The Italian government had providently arranged that the car we changed into should be standing beyond the station in the dash of an unexpected shower, and that it should be provided with steps so high and steep, with Italian ladies standing all over them and sticking their umbrellas into the faces of American citizens trying to get in after them, that it was a feat of something like mountain-climbing to reach the corridor, and then of daring-do to secure a compartment. Though a collectivist, with a firm belief in the government ownership of railroads everywhere, I might have been tempted at times in Italy to abjure my creed if I had not always reflected that the state there had just come into possession of the roads, with all their capitalistic faults of management and outwear of equipment which it would doubtless soon reform and repair. I venture to suggest now, however, that its prime duty is to have platforms level with the car-doors, as they are in England, and not to let Italian ladies stand in the doorways with their umbrellas. I do not insist that it shall impose silence and sobriety upon a party of young French people in the next compartment, but I do think it should remove those mountains back from the sea so that the trains carrying cultivated Americans can run along the open shore the whole way to Genoa. Pending this, it should provide strong and watchful employees to lower and raise the windows at the mouth of each of the eighty tunnels in every car. I do not demand that it shall change the site of the station in Genoa so that it shall not always be the city's whole length away from the hotel you have chosen, but I think this would be a desirable improvement, especially if it is after dark when you arrive and raining a peculiarly cold, disagreeable rain.

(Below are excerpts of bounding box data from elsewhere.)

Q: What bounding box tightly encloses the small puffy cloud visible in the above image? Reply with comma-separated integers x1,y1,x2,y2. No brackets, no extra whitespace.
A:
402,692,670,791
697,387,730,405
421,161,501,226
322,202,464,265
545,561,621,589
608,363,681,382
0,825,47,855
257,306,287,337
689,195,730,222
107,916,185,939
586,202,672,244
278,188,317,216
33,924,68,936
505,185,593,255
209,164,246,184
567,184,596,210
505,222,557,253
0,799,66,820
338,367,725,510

That rain was very disappointing; for, in the intervals between tunnels, we had fancied, from the few brief glimpses we caught of the landscape, that the April so backward elsewhere in Italy was forwarder in the blossomed trees along the eastern Riviera; and we learned at our hotel that the steam-heat had just been taken off because the day had been so hot and dry, though the evening was now so cold and wet. It was fitfully put on and off during the chilly week that ensued, though in our fifth-story garden, to which we sometimes resorted, there was a mildness in the air that was absent in-doors. The hotel itself was disappointing; any hotel would be after our hotel in Leghorn; and, though there was the good-will of former days, there was not the former effect. The corridors crashed and clattered all day long and well into the night with the gayety of some cheap incursion of German tourists, who seemed, indeed, to fill the whole city with their clamor. They were given a long table to themselves, and when they were set at it and began to ply their knives and tongues the din was deafening. That would not have been so bad if they had not been so plain, or if, when they happened, in a young girl or two, to be pretty, they had not guttled and guzzled so like the plainest of their number. One such pretty girl was really beautiful, with a bloom perhaps already too rich, which, as she abandoned herself to her meat and drink, reddened downward over her lily neck and upward to her golden hair, past the brows under which her blue, blue eyes protruded painfully, all in a frightful prophecy of what she would be when the bud of her spring should be the full-blown cabbage-rose of her summer.